As reuniões quinzenais dos capoeiristas e admiradores da capoeira acontecem sempre na avenida Eduardo Ribeiro, na calçada da Catedral Metropolitana, próximo ao relógio, com início sempre às 9h.

“Este projeto tem por finalidade preservar a Roda de Capoeira e Ofício dos mestres, bens tombados como Patrimônios Culturais Imateriais da Humanidade pela Unesco, e também a cultura da Capoeira Tradicional no Estado do Amazonas”, explica o mestre Canário, coordenador da Frente Unida Capoeira Tradicional do Amazonas, responsável pelos eventos.

Segundo mestre Canário, essa é a primeira vez que o movimento consegue um apoio institucional. “O projeto submetido ao edital foi feito por mim como pessoa física, mas com o intuito de fomentar essa roda que já acontece há 24 anos”, afirma Canário.

O coordenador da Frente Unida Capoeira Tradicional do Amazonas relata que os participantes da Roda de Capoeira iniciam a programação às 8h15. “Começamos nesse horário com a limpeza e higienização da calçada da Igreja da Matriz, depois tomamos um café e iniciamos o bate-papo às 9h.

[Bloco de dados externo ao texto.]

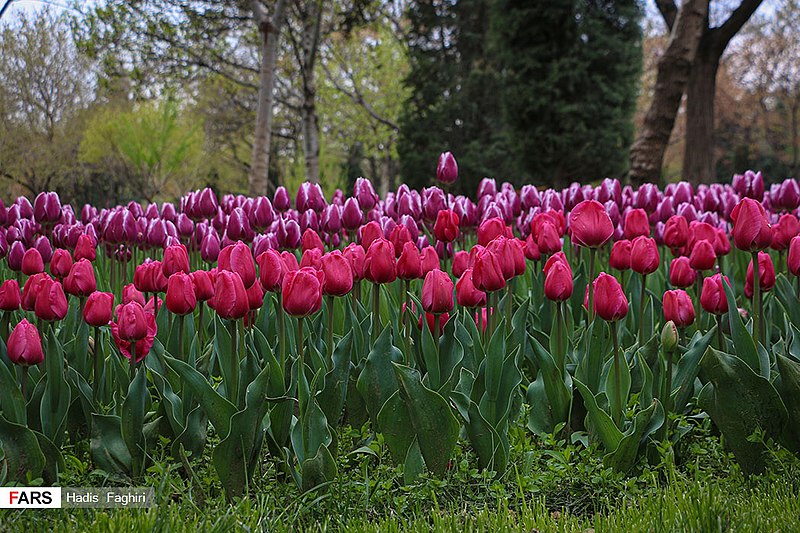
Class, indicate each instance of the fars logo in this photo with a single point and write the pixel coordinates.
(30, 497)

Depois, fazemos a roda de Capoeira Angola e, ao final, por volta de 12h30, iniciamos o Samba de Roda, que segue até às 15h”, conta Canário.

Atração turística

Mestre Canário ressalta também que o evento serve como uma atração turística aos visitantes que vêm a Manaus e que visitam a feira de Artesanato da Eduardo Ribeiro. “O Fomento da Secretaria de Cultura e Economia Criativa é utilizado, principalmente, para a compra de materiais como caixa de som, banquetas, microfones, mesa de som, instrumentos, aluguel do banheiro químico e pagamento de cachês aos palestrantes e oficineiros”, relata Canário.

O mestre capoeirista lembra que o fomento, obtido por meio de editais como os da Lei Paulo Gustavo, faz com que o estado cumpra o seu dever de apoiar a Cultura por intermédio de políticas públicas.

“A importância disso é enorme, pois antigamente não tínhamos nem como ir ao banheiro quando tínhamos necessidades, hoje temos um banheiro à disposição locado, e também alimentação para os frequentadores, tanto café da manhã quanto almoço. Também compramos uma tenda para enfrentar os dias de chuva”, comemora.

Canário lembra que Capoeira foi tombada como Patrimônio Cultural Imaterial do Estado do Amazonas e também pelo Município de Manaus, ressaltando que o fomento atende ao direito Constitucional da Cultura para a população.

“Estamos muito felizes pelo apoio e pretendemos a cada ano solidificar a parceria. Ano que vem, quando a roda completa 25 anos, pretendemos dar entrada no tombamento dela como Patrimônio Cultural também”, planeja.